Quickstart

Install + paste + run. First agent_events row in under 5 minutes.


1. Install

The core SDK plus the two adapters you need for the Express + OpenAI example.

bash
npm install @avanor/sdk @avanor/sdk-express @avanor/sdk-openai

2. Set your environment

AVANOR_API_KEY binds events to your tenant server-side. Mint one at /dashboard/settings/api-keys on your Avanor workspace.

bash
export AVANOR_API_KEY=avs_...
export OPENAI_API_KEY=sk-...

3. Initialize the client

One file at the top of your app. The init call is idempotent — safe to call multiple times from any entry point.

avanor.tsts
// avanor.ts (one file, top of customer's app)
import { Avanor } from '@avanor/sdk';

export const avanor = Avanor.init({
  apiKey: process.env.AVANOR_API_KEY!,        // tenant binding derived server-side
  environment: process.env.NODE_ENV ?? 'dev', // 'dev' | 'staging' | 'prod'
  service: 'broker-portal',                   // becomes service.name on every span
});

Multiple tenants in one process

Avanor.init() is a process singleton, the right default for a single-tenant app. When one process must emit to several Avanor tenants (a background worker servicing multiple customers, or an agency hosting multiple end-customers), use createClient() instead. Each call returns a fully isolated client with its own API key, queue, and lifecycle.
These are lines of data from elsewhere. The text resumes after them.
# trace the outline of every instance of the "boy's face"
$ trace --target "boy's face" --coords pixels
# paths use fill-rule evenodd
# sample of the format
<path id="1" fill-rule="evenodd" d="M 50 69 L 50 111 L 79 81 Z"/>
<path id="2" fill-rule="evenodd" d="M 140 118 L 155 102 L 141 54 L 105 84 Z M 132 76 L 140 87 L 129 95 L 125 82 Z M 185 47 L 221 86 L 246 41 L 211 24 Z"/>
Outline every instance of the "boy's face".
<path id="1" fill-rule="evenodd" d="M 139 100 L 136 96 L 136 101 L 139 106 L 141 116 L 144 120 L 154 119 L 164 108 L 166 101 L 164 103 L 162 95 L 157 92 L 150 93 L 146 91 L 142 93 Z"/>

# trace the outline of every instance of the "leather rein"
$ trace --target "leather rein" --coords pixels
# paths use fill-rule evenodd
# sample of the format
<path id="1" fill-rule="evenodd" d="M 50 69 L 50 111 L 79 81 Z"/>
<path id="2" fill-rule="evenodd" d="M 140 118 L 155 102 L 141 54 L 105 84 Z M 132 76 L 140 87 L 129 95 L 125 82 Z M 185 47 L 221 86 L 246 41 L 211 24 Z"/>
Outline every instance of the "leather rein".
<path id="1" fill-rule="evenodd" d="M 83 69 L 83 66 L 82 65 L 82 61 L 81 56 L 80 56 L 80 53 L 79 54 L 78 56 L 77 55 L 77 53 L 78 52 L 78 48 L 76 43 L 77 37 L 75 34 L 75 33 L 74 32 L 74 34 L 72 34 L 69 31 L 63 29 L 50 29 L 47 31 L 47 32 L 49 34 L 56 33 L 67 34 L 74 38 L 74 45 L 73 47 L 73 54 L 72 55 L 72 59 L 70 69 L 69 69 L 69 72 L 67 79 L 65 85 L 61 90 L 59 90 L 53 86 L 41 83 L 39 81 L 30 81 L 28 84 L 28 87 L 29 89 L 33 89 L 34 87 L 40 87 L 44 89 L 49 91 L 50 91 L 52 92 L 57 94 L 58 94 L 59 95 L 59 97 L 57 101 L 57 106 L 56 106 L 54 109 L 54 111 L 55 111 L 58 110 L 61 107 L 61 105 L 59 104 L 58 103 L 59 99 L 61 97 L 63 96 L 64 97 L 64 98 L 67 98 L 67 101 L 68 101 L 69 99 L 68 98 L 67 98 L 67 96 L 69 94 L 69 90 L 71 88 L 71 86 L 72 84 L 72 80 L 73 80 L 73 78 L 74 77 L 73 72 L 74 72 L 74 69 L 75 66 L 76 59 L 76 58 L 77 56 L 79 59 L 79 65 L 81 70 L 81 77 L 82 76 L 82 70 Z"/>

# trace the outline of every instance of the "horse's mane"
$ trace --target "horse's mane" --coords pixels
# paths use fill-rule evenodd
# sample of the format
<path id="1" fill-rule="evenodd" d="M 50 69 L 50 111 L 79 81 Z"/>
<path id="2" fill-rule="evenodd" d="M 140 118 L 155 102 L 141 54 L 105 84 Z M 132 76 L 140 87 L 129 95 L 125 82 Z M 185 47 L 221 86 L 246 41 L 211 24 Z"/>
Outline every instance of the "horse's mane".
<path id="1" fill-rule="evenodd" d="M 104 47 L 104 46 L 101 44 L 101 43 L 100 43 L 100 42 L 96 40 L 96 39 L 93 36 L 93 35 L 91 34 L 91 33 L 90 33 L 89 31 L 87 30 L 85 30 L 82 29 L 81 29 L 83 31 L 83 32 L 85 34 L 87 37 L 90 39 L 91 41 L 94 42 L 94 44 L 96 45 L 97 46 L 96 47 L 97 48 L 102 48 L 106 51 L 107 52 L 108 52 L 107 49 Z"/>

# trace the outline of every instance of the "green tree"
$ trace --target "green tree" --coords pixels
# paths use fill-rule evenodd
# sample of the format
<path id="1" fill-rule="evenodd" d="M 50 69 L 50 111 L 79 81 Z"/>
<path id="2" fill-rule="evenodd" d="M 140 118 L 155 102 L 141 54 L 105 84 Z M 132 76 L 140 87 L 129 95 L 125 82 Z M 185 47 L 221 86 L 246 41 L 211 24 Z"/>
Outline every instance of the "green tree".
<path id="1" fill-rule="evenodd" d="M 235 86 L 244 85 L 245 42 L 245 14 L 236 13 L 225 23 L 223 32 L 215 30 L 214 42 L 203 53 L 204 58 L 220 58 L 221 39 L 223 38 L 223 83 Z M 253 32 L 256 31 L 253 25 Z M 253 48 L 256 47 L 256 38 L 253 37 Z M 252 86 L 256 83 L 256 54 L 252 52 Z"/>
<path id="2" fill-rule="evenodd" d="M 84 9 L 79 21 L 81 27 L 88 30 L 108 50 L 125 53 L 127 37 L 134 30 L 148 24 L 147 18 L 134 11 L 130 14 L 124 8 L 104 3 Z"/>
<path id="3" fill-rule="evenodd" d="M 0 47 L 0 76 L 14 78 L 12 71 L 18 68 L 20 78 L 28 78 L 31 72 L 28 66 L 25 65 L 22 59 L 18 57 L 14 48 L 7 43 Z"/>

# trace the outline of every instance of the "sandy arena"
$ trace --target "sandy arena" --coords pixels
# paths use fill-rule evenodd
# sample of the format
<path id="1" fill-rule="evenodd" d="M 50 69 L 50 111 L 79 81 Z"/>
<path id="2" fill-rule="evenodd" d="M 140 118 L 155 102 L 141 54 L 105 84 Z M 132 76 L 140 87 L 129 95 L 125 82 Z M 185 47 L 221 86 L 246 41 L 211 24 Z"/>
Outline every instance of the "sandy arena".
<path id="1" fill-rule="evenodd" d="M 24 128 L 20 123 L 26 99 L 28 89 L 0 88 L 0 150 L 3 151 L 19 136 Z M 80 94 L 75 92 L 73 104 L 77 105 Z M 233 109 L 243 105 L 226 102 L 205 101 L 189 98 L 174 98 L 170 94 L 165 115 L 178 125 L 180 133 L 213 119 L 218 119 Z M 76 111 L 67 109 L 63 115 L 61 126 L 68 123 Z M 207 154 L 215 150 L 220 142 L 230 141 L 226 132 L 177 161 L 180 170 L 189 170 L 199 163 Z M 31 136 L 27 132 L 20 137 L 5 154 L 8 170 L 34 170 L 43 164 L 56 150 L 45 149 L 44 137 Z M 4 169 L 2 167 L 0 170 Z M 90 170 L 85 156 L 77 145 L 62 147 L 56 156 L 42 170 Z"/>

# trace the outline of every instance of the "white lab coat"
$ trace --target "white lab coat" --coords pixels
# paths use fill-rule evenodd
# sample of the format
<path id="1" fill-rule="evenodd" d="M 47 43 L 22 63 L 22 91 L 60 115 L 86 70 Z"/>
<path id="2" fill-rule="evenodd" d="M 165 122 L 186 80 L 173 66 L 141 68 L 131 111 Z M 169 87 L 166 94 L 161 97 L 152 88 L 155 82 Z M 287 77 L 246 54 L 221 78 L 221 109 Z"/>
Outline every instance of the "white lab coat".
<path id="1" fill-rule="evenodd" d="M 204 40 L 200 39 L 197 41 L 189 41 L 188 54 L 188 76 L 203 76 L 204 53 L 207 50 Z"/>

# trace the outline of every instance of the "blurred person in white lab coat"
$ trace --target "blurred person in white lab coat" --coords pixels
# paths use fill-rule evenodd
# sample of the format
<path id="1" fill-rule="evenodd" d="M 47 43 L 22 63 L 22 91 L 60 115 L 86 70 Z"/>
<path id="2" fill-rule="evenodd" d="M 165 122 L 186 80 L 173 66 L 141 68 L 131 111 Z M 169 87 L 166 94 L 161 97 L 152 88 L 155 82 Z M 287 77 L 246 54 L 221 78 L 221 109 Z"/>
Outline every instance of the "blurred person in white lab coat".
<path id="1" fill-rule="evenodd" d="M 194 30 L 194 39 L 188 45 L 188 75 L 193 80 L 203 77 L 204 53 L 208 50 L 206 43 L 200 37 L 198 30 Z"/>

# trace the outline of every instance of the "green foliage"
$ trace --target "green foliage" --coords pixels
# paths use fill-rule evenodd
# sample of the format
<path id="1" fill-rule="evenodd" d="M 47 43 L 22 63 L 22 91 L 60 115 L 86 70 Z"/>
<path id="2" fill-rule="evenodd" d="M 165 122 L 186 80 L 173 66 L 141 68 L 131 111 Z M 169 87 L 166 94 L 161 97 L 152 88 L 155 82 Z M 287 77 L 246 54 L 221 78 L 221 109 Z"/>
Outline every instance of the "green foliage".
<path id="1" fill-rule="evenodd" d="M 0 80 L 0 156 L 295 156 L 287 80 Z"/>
The init() singleton is never touched.

worker.tsts
// Multi-tenant worker: one process, many Avanor tenants.
import { createClient } from '@avanor/sdk';

const tenantA = createClient({
  apiKey: process.env.AVANOR_KEY_A!,
  environment: 'prod',
  service: 'tenant-a-worker',
});
const tenantB = createClient({
  apiKey: process.env.AVANOR_KEY_B!,
  environment: 'prod',
  service: 'tenant-b-worker',
});

tenantA.track('job_processed', { jobId });
tenantB.track('job_processed', { jobId });

// Drain both queues before the worker exits.
await Promise.all([tenantA.flush(), tenantB.flush()]);

4. Paste the example

A complete Express + OpenAI handler that gates on allow(), makes an auto-instrumented LLM call, and writes a hash-chained attest() row when it finishes.

app.tsts
import express from 'express';
import { Avanor } from '@avanor/sdk';
import { instrumentOpenAI } from '@avanor/sdk-openai';
import OpenAI from 'openai';

const avanor = Avanor.init({
  apiKey: process.env.AVANOR_API_KEY!,
  environment: process.env.NODE_ENV ?? 'dev',
  service: 'broker-portal',
});
const openai = instrumentOpenAI(new OpenAI()); // monkey-patches in place

const app = express();
app.use(express.json());
app.use(avanor.middleware());                  // tracks every request

app.post('/send-email', async (req, res) => {
  const { to, subject, body } = req.body;

  const { allow, reason, approvalId } = await avanor.allow('email_send', {
    'recipient.domain': to.split('@')[1],
    'subject.length': subject.length,
    'has_pii': /\b\d{3}-\d{2}-\d{4}\b/.test(body),
  });
  if (!allow) return res.status(403).json({ reason, approvalId });

  const draft = await openai.chat.completions.create({           // auto-instrumented
    model: 'gpt-4o',
    messages: [{ role: 'user', content: `Rewrite professionally: ${body}` }],
  });

  // ... send via Resend/SES ...

  const att = await avanor.attest('email_send', {
    input: { to, subject }, output: { messageId: 'abc123' }, status: 'ok',
  });
  res.json({ ok: true, attestId: att.attestId });
});

app.listen(3000);

5. Run it

bash
# in one shell
node --experimental-strip-types app.ts

# in another
curl -X POST localhost:3000/send-email \
  -H 'content-type: application/json' \
  -d '{"to":"alice@example.com","subject":"hi","body":"hello"}'

6. See your first event

Open /dashboard/events. Within a few seconds you should see a new row with:

  • platform = customer_sdk
  • sdk_version = 0.1.4
  • sdk_language = typescript
  • ingestion_path = sdk
  • gen_ai.* and avanor.* attributes populated from the wrapped chat.completions.create call

What this gives you, in one sentence

Every outbound LLM call and every guarded action your code makes lands in the Avanor audit log with a server-issued, hash-chained record. The evidence is yours to export, the policy decisions are yours to author, and the kill switch is yours (and Avanor support) to flip without a customer redeploy.